I would not be who I am today if it weren’t for my past. I write and speak quite a bit about my past, leaving my heart on the floor as I do. I have found that holding back stunts my growth.
As a child, I was ashamed of where I came from. My parents were hippies and we lived accordingly. I don’t have too many memories of living in an actual house, but I do recall living in a 20 x 20 shed, a camper, a converted school bus and a teepee. Bear in mind, this lifestyle was a choice. I feel compelled to point out they never asked my preference!
I mean who could resist no running water, no telephone, and no indoor plumbing. That last one makes me laugh. I mean I’m a girl who really likes my indoor plumbing!
Of course I have some wonderful memories of my childhood, but I have many more that are etched with the knife of addiction, domestic violence, family secrets, guilt and shame.
Elementary school was no picnic either. Imagine a gawky, plain, and terribly shy young girl with thick glasses and a hand me down wardrobe. A perfect target for the bully. I just wanted someone to like me, to accept me, to love me.

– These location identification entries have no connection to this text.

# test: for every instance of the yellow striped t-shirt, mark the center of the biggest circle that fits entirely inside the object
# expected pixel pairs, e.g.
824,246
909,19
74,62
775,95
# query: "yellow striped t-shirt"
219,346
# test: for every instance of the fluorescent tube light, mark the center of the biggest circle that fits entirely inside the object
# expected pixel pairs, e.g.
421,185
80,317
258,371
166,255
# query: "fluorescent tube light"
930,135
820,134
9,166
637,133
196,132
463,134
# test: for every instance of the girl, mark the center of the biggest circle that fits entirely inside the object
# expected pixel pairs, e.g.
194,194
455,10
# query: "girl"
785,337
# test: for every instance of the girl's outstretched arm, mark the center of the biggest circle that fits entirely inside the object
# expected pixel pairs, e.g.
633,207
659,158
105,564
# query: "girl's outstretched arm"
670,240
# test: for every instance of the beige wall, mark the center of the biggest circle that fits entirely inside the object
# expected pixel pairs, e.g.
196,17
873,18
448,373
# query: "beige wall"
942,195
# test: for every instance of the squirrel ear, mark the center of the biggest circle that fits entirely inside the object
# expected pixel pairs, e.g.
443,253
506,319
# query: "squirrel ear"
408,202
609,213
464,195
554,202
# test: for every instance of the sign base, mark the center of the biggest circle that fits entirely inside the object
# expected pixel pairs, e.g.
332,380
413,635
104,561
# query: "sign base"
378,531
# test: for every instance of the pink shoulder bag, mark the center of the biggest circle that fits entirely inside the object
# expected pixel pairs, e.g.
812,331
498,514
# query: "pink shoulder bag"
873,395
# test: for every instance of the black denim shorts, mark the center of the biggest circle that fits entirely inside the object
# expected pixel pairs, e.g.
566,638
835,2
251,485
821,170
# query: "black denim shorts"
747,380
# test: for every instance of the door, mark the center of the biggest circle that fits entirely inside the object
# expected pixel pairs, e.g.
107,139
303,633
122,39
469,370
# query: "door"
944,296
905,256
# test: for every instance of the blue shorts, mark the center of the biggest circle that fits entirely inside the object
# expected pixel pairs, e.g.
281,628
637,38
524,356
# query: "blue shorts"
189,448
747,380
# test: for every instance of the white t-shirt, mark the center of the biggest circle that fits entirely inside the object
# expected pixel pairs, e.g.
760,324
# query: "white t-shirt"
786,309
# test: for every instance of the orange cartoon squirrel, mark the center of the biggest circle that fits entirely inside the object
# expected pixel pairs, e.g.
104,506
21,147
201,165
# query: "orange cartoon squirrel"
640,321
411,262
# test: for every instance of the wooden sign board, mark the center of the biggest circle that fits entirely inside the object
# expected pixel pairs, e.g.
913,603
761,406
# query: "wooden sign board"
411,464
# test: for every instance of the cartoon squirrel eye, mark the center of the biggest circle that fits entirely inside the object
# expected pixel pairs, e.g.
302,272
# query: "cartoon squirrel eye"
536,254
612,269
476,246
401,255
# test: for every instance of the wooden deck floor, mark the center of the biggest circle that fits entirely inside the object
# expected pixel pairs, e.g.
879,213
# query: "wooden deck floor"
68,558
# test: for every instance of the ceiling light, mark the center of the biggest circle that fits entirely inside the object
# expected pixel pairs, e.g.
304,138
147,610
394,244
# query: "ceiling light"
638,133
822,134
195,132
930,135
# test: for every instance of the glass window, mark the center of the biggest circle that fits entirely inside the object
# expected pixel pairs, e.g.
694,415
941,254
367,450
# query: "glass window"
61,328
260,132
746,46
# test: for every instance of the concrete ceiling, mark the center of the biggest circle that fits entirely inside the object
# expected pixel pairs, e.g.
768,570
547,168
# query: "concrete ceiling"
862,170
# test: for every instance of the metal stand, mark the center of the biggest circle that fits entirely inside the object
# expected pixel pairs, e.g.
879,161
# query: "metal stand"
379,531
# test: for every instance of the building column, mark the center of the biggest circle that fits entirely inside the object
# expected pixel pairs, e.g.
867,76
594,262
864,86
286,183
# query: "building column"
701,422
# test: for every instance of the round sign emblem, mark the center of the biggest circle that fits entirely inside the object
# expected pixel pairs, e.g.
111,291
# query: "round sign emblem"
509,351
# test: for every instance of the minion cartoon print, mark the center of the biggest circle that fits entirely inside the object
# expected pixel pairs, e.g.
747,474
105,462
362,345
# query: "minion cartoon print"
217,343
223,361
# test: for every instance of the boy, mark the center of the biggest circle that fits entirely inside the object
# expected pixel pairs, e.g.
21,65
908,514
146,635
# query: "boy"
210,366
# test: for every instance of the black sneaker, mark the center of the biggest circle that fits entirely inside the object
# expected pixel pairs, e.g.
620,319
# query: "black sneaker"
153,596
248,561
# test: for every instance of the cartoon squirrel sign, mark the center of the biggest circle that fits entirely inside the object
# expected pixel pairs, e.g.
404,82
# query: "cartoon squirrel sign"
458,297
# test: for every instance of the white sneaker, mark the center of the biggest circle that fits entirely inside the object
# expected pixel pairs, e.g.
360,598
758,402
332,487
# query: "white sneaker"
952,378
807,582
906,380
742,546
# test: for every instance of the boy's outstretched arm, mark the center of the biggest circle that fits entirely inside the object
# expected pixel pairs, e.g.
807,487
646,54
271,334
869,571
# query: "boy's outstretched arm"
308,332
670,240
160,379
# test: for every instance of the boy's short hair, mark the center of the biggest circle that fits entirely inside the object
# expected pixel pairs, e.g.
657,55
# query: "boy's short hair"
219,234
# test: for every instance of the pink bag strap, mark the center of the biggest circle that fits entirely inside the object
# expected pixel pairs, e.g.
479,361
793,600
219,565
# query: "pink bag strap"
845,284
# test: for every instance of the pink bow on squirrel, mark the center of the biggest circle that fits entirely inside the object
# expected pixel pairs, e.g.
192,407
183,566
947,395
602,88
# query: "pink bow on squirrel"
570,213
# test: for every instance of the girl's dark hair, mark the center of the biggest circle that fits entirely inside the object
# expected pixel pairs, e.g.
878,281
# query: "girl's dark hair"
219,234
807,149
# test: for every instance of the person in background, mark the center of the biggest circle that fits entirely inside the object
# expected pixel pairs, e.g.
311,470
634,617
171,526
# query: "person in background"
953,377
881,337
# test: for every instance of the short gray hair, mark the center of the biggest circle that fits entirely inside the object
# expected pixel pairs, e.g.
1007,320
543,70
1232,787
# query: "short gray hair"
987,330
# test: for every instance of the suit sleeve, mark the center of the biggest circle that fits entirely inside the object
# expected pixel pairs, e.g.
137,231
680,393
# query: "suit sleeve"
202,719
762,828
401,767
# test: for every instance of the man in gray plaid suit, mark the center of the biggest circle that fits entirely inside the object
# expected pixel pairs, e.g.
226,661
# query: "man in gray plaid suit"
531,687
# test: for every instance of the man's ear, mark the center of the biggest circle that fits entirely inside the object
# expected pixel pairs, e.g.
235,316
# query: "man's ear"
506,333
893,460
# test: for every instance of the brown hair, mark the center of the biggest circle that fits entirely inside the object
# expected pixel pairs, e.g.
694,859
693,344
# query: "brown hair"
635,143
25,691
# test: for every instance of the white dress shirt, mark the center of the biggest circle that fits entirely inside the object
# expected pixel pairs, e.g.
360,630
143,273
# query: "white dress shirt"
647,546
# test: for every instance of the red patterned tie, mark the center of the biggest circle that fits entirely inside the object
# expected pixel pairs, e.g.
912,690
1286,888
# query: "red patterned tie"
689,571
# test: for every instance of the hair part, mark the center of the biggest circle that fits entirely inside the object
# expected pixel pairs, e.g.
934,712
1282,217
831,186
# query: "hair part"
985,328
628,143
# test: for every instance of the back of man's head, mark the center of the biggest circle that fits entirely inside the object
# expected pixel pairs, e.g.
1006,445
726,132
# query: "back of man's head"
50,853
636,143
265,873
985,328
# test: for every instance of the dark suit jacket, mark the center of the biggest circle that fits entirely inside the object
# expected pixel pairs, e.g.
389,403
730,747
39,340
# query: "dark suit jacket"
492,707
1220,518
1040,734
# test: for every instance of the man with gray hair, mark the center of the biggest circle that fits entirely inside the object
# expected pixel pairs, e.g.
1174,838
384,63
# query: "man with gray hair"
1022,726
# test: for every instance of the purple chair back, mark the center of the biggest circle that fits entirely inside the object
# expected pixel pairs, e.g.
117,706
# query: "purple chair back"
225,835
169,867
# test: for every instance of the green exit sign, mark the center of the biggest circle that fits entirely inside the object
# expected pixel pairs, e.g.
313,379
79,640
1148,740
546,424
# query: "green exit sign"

If only I were pretty, I thought…
The summer before high school, I blossomed. I shed the awkward skin of my adolescence, and got noticed. The attention I was so desperate for came in unexpected waves. I clung to my appearance, believing all the while that my looks were my only ticket to happiness and joy.
I learned the art of pretending. I pretended to be happy. I pretended to be normal. I pretended to be me.
This took me far; all the way to Hollywood. All the way to an eating disorder. All the way to sin.
I used to live behind the mask of perfection. My bondage to my past was choking me. I felt like I was rotting from the inside.
About three years ago, I found my freedom in Jesus Christ. He radically threw my chains off and set me free!
Where there once was dark, I see light flooding in. My memories are turning into friends, instead of foes. I use the lamp of the Lord to guide my path, and am encouraged by one of my favorite scriptures.
“Your word is a lamp for my feet, a light on my path.” Psalm 119:105
I’ve always had a heart for the underdog, I think I can relate to them.
God doesn’t waste a hurt, and I am beginning to see how He is using my past to reach out to others who are lost. He has given me a heart to serve those that most people cast aside. It could be the homeless woman, the wayward teen, the woman lost in addiction, the hungry child, or the man who thinks he is too far gone for God.
Isn’t this what all Christians are called to do? Aren’t we all supposed to feed his sheep? It’s easy to think to yourself, “Oh, look what a good Christian I am. I am helping the needy.” I think that’s dangerously close to pride. The first time I felt the nudge of that emotion, God reminded me that we are all broken before Him, and only through Him are we made whole.
Who am I to judge another’s brokenness?
From one broken person to another, let’s do this together. Let’s feed His sheep!